In cryptanalysis and computer security, ‘pass the hash’ is a hacking technique that allows an attacker to
authenticate to a remote server/service by using the underlying NTLM and/or LanMan hash of a user’s
password, instead of requiring the associated plaintext password as is normally the case.
Metasploit Framework has a module for this technique: psexec. The psexec module is often used by
penetration testers to obtain access to a given system that you already know the credentials for. It was written
by sysinternals and has been integrated within the framework. Often as penetration testers, successfully gain
access to a system through some exploit, use meterpreter to grab the passwords or other methods like
fgdump, pwdump, or cachedump and then utilize rainbowtables to crack those hash values.
Which of the following is true hash type and sort order that is using in the psexec module’s ‘smbpass’?
A.
NT:LM
B.
LM:NT
C.
LM:NTLM
D.
NTLM:LM
lm:ntlm
https://medium.com/@petergombos/lm-ntlm-net-ntlmv2-oh-my-a9b235c58ed4
A good article explaining that the LM hashes (LanMan, I think) come before the colon in the SAM database (Windows database of passwords) or the NTDS (Domain Controller version).
The article continues to explain that the NTHash is also known as the NTLM which is the hash you can use in ‘pass the hash’.

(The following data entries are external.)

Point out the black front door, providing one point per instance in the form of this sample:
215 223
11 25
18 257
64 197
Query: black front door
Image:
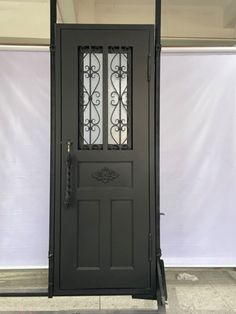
105 208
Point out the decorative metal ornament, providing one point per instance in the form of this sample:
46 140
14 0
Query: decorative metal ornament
105 175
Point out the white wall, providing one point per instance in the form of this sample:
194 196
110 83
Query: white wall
198 158
24 155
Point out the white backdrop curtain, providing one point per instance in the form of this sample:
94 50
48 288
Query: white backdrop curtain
198 158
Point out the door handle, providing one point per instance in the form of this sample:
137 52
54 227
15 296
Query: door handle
68 183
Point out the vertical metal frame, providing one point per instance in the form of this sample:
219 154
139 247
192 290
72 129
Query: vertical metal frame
53 20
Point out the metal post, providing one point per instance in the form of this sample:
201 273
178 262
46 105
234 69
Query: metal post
53 19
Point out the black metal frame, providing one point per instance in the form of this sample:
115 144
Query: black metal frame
161 294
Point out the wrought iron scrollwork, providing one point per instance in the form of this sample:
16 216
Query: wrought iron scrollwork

It continues… ‘Usually people call this the NTLM hash (or just NTLM), which is misleading, as Microsoft refers to this as the NTHash (at least in some places). I personally recommend to call it the NTHash, to try to avoid confusion.’
And the article states… ‘The v1 of the protocol uses both the NT and LM hash, depending on configuration and what is available’ and seems to explain that this process is stil used in the more modern v2 of the NTLMv2 (aka Net-NTLMv2).
So it would appear that LM:NT is correct, B.